How to design hot and cold data separation?

In the case of an order, we just need to determine when the order is placed and whether it is completed. For example, an order is more than six months and the order has been completed, then the order can be considered as cold data, a user can not go to apply for a refund six months before the order, it can only be said that the user is porcelain, it is more to prevent this user let him check the order before six months. Of course, is half a year or three months or a month, it depends on your actual scene. It can also be based on other conditions, such as whether it is completed or not. The completed data is considered cold data, and the incomplete data is considered hot data

How to separate hot and cold data?

Here in fact, many people will think of using the way to listen to the database change log binlog to trigger, but this way, Ali Cloud RDS is not super permission. It is also impossible to distinguish hot from cold by time. When data is cold, no operation is performed during the period, and data concurrency needs to be considered.

The second way is through timed tasks:

You can regularly scan the hot data at midnight every day, identify the cold and hot, and then synchronize it to the cold database. Scheduled tasks also have a disadvantage that they cannot be implemented in real time and may have a large amount of data that cannot be processed at one time.

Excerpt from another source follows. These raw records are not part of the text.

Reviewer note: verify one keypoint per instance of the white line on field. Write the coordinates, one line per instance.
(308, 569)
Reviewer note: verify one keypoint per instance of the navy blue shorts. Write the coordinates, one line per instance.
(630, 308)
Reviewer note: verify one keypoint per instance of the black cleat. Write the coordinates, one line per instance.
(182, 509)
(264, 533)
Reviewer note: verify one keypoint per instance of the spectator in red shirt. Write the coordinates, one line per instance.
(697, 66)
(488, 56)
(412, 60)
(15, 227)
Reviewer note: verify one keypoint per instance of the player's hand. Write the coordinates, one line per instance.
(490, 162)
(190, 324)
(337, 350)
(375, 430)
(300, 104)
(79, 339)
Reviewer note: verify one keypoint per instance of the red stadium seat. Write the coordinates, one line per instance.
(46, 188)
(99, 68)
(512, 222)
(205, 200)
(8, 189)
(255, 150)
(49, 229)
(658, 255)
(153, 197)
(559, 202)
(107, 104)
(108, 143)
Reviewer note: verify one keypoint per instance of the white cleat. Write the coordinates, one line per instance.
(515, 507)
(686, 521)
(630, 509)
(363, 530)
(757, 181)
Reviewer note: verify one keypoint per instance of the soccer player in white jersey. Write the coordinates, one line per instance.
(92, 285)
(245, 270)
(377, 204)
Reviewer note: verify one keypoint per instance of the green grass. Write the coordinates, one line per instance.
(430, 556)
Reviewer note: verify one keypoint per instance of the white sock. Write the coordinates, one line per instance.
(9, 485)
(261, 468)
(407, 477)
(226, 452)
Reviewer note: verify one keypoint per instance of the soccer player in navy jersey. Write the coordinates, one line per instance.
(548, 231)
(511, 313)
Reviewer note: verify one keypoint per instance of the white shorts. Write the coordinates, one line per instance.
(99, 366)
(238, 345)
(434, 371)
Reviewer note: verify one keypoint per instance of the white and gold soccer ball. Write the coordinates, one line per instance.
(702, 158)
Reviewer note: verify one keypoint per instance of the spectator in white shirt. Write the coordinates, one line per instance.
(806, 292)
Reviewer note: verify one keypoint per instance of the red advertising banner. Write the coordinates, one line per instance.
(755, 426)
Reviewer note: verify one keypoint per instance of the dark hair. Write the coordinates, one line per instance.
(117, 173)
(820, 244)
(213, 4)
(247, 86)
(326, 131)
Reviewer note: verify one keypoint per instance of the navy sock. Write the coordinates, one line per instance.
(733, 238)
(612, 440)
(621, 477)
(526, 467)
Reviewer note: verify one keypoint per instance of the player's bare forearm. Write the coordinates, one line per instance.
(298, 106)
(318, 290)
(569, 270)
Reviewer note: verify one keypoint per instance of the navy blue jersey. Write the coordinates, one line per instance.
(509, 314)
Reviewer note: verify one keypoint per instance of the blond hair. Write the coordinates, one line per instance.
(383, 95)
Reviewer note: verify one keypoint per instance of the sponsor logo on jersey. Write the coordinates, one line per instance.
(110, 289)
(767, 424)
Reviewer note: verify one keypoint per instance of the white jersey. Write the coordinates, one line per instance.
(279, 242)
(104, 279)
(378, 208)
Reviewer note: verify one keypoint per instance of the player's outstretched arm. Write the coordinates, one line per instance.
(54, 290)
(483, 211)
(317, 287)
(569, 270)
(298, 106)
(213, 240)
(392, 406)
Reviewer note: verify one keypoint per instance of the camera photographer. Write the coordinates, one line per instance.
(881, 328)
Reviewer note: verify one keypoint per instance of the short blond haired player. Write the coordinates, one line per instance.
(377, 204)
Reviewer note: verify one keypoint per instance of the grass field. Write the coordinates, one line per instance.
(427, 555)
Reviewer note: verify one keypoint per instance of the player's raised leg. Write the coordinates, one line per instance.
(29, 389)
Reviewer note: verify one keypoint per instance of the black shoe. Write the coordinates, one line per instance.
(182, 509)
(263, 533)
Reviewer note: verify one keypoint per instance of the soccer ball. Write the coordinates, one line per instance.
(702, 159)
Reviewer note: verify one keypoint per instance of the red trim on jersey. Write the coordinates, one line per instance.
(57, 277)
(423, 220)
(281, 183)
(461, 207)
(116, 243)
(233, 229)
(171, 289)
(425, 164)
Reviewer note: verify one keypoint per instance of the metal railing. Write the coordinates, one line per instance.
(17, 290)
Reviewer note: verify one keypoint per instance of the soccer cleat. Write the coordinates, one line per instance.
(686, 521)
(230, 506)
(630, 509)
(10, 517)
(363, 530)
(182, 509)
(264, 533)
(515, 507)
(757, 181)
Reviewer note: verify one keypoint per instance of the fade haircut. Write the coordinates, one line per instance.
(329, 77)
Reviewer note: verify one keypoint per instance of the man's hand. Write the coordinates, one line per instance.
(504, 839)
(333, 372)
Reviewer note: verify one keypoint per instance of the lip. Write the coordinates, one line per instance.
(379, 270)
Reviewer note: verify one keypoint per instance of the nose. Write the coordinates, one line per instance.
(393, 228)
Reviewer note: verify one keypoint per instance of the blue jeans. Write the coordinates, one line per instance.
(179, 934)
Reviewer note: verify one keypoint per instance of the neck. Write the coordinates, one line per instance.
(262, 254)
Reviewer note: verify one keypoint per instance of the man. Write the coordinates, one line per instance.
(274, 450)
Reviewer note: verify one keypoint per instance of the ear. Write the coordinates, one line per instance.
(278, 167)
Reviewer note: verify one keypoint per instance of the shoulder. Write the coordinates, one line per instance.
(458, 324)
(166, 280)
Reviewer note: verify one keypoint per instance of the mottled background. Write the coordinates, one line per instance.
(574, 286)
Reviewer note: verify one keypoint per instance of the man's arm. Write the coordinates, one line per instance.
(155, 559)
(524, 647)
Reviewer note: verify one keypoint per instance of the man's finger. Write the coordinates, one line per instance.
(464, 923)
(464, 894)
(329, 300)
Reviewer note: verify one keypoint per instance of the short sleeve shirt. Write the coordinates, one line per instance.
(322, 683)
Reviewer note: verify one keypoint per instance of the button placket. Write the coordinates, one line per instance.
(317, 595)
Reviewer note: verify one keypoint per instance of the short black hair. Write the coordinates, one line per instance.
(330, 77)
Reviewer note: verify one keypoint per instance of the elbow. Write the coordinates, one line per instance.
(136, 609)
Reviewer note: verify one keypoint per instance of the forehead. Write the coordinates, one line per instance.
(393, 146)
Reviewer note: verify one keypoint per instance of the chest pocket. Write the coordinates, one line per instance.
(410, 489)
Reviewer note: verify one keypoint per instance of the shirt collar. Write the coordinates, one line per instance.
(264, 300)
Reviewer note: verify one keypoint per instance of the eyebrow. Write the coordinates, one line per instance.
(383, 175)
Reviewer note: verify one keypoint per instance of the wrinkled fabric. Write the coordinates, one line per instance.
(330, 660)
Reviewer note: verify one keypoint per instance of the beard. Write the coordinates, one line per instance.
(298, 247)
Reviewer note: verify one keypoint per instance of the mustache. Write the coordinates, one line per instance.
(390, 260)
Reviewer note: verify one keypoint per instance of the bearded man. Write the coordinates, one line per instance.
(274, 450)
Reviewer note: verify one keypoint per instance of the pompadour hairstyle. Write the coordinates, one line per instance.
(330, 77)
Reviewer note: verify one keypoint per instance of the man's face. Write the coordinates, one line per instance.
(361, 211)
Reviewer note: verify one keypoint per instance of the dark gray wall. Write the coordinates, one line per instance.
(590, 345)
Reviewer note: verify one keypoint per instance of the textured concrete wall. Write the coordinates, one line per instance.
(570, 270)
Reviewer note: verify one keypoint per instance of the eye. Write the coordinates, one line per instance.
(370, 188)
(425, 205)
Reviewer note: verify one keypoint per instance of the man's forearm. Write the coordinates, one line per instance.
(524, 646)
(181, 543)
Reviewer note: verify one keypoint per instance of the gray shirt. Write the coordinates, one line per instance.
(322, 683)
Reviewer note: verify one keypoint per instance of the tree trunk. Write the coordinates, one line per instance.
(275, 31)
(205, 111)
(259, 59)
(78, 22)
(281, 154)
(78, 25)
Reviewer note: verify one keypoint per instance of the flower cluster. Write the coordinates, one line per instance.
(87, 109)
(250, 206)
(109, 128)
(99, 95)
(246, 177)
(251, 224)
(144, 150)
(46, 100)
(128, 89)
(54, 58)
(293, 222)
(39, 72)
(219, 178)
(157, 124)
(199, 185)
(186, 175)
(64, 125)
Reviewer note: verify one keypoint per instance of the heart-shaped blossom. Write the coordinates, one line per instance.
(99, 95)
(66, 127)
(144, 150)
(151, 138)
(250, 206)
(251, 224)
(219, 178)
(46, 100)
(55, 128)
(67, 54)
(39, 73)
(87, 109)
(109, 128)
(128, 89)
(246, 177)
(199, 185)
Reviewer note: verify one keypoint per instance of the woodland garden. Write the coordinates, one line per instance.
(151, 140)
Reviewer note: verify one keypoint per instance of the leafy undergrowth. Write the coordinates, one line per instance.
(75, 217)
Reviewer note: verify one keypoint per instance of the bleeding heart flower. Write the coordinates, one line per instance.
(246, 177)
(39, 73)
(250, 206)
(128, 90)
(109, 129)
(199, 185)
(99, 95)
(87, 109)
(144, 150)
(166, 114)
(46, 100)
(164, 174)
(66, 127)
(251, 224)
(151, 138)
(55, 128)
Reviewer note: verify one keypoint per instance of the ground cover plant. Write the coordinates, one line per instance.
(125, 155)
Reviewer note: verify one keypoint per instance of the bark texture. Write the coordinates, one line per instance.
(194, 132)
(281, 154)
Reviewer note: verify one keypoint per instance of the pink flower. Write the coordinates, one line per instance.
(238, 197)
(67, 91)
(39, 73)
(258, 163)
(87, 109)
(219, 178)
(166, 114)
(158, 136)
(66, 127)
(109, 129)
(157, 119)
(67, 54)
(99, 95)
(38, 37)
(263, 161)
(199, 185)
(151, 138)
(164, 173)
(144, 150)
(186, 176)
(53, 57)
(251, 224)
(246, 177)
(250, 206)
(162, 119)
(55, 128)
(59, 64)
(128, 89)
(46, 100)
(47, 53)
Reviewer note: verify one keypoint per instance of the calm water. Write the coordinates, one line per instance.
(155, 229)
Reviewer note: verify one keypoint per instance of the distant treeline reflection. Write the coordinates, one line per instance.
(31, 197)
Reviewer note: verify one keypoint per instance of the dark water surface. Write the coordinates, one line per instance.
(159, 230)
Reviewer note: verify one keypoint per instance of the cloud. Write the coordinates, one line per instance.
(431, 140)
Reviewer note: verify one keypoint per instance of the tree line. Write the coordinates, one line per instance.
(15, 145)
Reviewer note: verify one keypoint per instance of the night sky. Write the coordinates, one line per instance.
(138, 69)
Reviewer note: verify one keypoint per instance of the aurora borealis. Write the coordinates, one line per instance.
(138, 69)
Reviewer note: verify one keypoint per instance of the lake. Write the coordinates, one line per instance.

Here we also need to ensure consistency of data. Data consistency can be guaranteed through distributed transactions. But adding and deleting is costly. There is another option:

  1. In the hot database, flag the data to be moved: flag=1. (In practice, the values used to identify fields are numbers, for ease of understanding.)
  2. Find all data to be moved (flag=1) : This step is to ensure that some previous threads fail for some reason and some data to be moved is not moved
  3. To save a piece of data in a cold database, we need to add a judgment in the save logic to ensure idempotency (in this case, we need to enclose transactions). In plain English, we need to ensure that the logic can continue if the data we save already exists in the cold database
  4. Delete the corresponding data from the hot database

In scheduled task mode, if the amount of data is large and cannot be processed at a time, what should I do?

We can do this with the idea of a buffer, and we do it in batches, say, a hundred

  1. Add an identifier to the hot database: flag=1;
  2. Find the first 50 pieces of data to move
  3. Keep a copy of data in the freezer
  4. Delete the corresponding data from the hot repository
  5. Loop execution

At the same time, if it is too large, we can also enable multi-threaded concurrent execution. But this requires good concurrent code design.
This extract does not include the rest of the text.